11日は三遊亭圓朝(1839-1900)の圓朝忌です。奇しくも真夏、怪談噺にうってつけで御座います。 圓朝の61年の生涯は、その半分が幕末、ほぼ半分が明治。それだからこそ、江戸時代民衆の心情や武家社会の決まり事を如実に写し取って、尚且つ因果応報のエンタメ怪談や近代的な演目を演れ...

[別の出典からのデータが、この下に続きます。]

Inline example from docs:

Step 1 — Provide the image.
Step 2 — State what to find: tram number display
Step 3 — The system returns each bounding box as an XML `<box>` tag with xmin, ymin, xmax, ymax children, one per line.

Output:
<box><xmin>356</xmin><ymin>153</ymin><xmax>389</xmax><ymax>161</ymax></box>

11日は三遊亭圓朝(1839-1900)の圓朝忌です。奇しくも真夏、怪談噺にうってつけで御座います。 圓朝の61年の生涯は、その半分が幕末、ほぼ半分が明治。それだからこそ、江戸時代民衆の心情や武家社会の決まり事を如実に写し取って、尚且つ因果応報のエンタメ怪談や近代的な演目を演れたのだと推察致します。 牡丹灯籠は怪談噺が有名になった後に、きちんと速記本として刊行されたそうですから、是非とも落語Liveで聴きとう御座いました。ありました、audibleに一つのみ。「三遊亭遊馬独演会 怪談牡丹灯籠(前編)」。前編とはありますが、感想コメントに、「前編とはありながら、全編あります」とあったので、安心して聴いていったので御座います。因みにどうしてもブクログ登録できなかったので、他の本で代用しました。ごめんなさいm(__)m 恥ずかしながら、名称のみは、身共の短い一生のうちでも何度も何度も耳にしたのでは御座いますが、中身はあまり知りませんでした。ところが、聴いてるうちに、カランコロンとお露とお付き女中およねの駒下駄の音がイケメン新三郎の所にやってきて、貼られたお札に歯軋りする段に参りますと、あゝあれね、となりました。世の怪談のお約束通りに、お札はある人物の欲のために剥がされます。現代的な怪談と違い、近代の怪談は新三郎さん、とり殺されちゃうんですね。しかも、肝腎要の殺される場面は御座いません。真に怖い場面は隠すので御座いますよ。元々は恋仲だったお二人ですから、それも良かろうという人情があるのでしょうか。 今回聴いて調べてビックリしたことが2つ御座います。 幽霊の出る場面は、audibleでこそ、最後の方で展開されますが、どうやら元のお話全体の一部分でしかないようなので御座います。このあと、青空文庫で全話読みましたが、audible最初の頃にありました、お露のお父さんと手打ちにした酔っぱらい息子との因縁、お父さんと妾お国と密通相手の源次郎との因縁、お露さんと図ってお札を剥がした家来夫婦の因縁話、つまりは普通の人間たちの殺し殺されるお話が絡まって進むお話だったので御座います。結局、性欲とお金を巡る欲は、人の心の闇は、幽霊よりも怖いというお話でした。つまり、audibleは「前半」どころか、全体話の1/3も語っていなかったので御座います。コメント欄、ファクトチェックせずに信じちゃいけないということですよね。 それでも、なお、audibleで先ず聴いて良かったと「ビックリ」致しました。江戸庶民とお武家様との関係が、そしてお武家様の中でも、旗本主人と浪人との関係、主筋と分家次男との関係、妾の立場などが、つまり江戸時代を体験した者のみにわかる事柄が、会話の端々からだけでもよくわかるのです。人斬りの前には必ず鯉口を切ったり所々、かなりリアルなので御座います。実際には全二十一夜以上をかけて、「この次は明日」と話した大作のようです。テレビドラマのなかった時代に、なんとまあ贅沢な連載だったことでしょうか。 三遊亭遊馬さん、えらそーで申し訳ないのですが、本格で、かなりお上手でした。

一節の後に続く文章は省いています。